Los fantasmas.
Dicen que hay que elegir muy cuidadosamente a nuestros enemigos. Yo, en cambio, prefiero la idea de que hay que afinar el ojo a la hora de reconocer a uno de esos espectros que nos inquietan y nos atemorizan. Es fácil librar una guerra, lo difícil es sentirse conmovido, y esto último es lo que consiguen los de la sábana blanca. Habla la canción de una mujer innombrable que huye, y como el día está nublado esa señorita se me pareció mucho. Me reconozco mujer. Me puse a pensar entonces para quién seré innombrable, para quién soy un fantasma. Lo primero que hice fue echar cuenta de los míos para evaluar si existe la posibilidad de que la relación fantasmagórica sea correspondida.
Yo sé que soy un fantasma para El. La duda respecto a si no será mi propio y gran amor propio el que me hace estar tan segura de ello me importa un coño. Soy uno de sus fantasmas predilectos, de esos que lo sorprenden por lugares en los que daba todo por conocido. Lo que no entiendo es por qué diablos El también acabó convirtiéndose en uno de mis fantasmas. Uno de esos que están condenados a seguir siéndolo eternamente, de los que sabemos que ya nunca podrán ocupar otro espacio-tiempo más que el de nuestra propia cabeza. Y no: no está muerto. Pero sí está condenado por el santo tribunal de mis tres personalidades a no escaparse de su condición espectral.

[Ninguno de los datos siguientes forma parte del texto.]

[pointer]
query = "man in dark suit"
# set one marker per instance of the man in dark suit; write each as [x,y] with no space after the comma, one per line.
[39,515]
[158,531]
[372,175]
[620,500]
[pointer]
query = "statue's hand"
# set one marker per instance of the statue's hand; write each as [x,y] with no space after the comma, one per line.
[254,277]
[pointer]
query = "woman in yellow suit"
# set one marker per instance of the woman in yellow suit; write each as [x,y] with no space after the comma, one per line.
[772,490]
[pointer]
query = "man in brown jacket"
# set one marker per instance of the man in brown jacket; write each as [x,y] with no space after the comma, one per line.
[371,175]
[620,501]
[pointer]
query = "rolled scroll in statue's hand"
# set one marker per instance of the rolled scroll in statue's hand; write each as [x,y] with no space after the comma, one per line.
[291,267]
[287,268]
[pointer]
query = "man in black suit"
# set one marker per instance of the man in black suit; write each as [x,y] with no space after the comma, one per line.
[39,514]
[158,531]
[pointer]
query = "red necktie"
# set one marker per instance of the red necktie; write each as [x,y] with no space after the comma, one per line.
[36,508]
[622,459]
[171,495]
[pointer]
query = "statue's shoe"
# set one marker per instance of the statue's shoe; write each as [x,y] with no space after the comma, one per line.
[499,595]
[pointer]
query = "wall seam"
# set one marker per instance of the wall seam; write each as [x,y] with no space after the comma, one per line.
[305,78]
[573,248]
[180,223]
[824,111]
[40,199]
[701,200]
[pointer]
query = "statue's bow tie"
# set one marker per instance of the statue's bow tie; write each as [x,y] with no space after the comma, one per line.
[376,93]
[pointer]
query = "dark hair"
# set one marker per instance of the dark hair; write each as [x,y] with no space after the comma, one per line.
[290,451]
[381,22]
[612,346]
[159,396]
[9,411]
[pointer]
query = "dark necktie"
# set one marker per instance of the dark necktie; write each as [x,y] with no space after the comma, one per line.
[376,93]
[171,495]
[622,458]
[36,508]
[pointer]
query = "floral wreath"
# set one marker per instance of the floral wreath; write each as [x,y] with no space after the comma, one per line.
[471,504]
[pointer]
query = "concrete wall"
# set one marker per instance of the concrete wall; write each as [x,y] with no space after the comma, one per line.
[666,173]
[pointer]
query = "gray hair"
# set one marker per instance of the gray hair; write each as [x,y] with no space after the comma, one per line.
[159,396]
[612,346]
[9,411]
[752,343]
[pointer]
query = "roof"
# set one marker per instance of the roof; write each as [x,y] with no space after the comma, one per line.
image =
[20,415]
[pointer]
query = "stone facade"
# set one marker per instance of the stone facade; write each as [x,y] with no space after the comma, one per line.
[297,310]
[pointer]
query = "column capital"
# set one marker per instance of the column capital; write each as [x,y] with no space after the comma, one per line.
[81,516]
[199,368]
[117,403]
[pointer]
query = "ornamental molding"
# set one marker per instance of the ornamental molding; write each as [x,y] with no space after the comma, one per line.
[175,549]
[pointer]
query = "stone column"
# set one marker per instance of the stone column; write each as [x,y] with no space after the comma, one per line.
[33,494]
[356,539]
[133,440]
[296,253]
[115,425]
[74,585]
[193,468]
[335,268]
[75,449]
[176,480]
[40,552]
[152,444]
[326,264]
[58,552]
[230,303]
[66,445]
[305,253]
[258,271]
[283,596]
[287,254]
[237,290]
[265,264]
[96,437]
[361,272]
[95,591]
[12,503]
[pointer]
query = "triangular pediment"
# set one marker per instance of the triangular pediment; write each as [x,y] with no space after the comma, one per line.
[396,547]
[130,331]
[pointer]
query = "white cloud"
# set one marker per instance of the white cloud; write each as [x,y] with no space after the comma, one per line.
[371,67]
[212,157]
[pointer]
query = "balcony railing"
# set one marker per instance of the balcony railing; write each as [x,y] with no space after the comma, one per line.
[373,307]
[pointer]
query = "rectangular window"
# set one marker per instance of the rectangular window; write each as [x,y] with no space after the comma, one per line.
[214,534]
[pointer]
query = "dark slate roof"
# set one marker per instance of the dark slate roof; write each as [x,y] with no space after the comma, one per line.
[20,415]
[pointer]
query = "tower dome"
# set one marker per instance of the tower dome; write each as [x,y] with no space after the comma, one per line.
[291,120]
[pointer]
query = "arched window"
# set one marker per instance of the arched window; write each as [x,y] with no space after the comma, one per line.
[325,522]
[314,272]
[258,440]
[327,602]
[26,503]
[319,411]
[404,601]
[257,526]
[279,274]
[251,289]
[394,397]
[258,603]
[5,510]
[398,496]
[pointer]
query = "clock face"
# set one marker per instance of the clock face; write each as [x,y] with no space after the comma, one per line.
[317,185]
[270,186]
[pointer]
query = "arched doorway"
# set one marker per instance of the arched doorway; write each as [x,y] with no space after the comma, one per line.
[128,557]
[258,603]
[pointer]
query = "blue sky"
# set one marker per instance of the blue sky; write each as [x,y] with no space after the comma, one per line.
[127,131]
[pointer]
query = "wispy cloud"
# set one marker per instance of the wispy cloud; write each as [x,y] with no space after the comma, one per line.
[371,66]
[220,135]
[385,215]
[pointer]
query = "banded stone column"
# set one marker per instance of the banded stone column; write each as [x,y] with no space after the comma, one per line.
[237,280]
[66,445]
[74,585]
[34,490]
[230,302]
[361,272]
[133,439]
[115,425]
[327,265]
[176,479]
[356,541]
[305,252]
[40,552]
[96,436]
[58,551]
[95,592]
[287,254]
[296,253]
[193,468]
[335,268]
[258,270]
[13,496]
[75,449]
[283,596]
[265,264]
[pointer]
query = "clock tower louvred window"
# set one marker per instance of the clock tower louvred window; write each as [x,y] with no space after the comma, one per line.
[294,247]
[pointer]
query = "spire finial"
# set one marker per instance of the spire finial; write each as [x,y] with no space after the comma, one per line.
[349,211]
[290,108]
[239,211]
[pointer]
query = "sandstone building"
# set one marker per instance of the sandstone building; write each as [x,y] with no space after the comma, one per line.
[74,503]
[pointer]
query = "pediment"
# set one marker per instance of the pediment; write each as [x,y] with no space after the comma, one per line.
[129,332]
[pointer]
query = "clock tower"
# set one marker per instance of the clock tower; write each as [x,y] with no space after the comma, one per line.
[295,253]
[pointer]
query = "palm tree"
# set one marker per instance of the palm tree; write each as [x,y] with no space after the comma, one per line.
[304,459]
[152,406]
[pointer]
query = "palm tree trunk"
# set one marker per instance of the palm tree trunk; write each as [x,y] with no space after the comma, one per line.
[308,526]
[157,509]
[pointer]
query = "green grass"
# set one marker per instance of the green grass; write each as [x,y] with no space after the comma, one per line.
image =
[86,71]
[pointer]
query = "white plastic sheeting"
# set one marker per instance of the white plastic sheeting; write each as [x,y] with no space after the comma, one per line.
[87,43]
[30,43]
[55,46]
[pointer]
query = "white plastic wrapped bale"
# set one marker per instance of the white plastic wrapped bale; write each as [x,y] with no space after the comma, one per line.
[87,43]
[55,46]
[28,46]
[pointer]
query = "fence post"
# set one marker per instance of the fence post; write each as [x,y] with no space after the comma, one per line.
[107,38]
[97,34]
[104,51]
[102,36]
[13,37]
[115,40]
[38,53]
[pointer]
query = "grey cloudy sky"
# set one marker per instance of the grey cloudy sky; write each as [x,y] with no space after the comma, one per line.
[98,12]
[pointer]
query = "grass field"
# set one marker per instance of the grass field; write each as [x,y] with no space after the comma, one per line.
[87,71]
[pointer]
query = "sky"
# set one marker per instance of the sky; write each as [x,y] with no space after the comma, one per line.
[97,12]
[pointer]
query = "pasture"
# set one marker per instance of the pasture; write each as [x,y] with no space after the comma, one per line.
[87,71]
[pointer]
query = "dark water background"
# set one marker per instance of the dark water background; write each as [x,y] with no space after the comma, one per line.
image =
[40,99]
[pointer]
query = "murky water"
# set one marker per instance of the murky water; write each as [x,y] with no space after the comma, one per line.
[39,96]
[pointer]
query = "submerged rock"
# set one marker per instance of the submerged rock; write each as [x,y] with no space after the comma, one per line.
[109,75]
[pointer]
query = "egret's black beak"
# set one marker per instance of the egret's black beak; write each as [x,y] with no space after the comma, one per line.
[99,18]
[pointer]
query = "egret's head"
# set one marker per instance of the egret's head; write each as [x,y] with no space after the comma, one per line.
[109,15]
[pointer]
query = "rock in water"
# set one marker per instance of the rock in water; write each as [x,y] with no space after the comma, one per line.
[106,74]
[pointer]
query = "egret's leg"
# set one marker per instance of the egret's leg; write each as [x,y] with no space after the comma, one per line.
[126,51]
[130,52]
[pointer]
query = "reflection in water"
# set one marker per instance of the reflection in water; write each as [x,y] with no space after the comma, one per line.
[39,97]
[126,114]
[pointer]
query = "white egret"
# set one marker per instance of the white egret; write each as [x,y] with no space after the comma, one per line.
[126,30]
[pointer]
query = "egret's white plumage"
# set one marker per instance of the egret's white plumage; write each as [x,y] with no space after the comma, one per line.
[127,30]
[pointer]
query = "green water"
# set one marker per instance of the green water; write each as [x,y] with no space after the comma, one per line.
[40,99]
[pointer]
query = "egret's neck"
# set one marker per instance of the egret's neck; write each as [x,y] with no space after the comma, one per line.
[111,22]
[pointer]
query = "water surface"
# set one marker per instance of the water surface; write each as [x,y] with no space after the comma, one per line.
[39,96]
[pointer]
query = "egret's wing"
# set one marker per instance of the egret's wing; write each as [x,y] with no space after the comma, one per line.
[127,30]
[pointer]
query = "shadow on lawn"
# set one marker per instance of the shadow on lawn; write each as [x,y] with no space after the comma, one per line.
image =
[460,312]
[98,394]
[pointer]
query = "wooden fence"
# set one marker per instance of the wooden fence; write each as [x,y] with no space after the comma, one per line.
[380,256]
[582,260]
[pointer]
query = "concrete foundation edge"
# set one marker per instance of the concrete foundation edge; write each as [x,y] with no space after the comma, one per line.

Mis tres yoses. Ellas sí que vivieron en carne propia eso de conocerlo cuando aún gozaba de voz, piel, olor, risa. Yo sencillamente me encargué de huir, cual mujer innombrable. Lucía, Carla e Hilda, tales los nombres de las que se disputan el dominio de mis actos, tienen cada una un 33.33 por ciento de personalidad. A mi sólo me queda un 0.01 por ciento. Pero nadie podrá decir que no soy hábil para usar esa cuota de poder y desestructurarles la existencia a las tres. Aún así, en este momento las tres me obligan a reconocer que también es cierto que cuando me doy cuenta de que incurrí en un capricho que sólo acabó fragmentándome a mí, me es casi imposible presionar sobre ellas para intentar revertirlo. Ellas no creen en eso. Y seguramente hacen bien. Por algo la de los fantasmas soy yo y ellas las que conocieron a El cuando aún era voz, piel, olor, risa.
Fui yo quien lo dejó. Ante una Hilda con los ojos decaídos por tan poca entereza moral, una Lucía que lagrimeaba porque ¡vaya si le gustaba jugar a las escondidas con El!, y una Carla que hasta se había permitido alguna ternura por sobre el sexo (ella entiende que no son exactamente lo mismo). Pero por capricho, o un estúpido capricho, o simplemente un estúpido, pero en todo caso siempre por un masculino, fui yo quien huyó. Como no soy capaz de sentir voz, carne, olor, risa, sino simplemente a la posibilidad del fantasma, me asusté. Se sabe que a los fantasmas es mejor tenerlos lejos. Aunque en los días fríos se me haga insoportable eso de encontrarme conmigo misma, a solas, sin ellas que se han quedado sin El.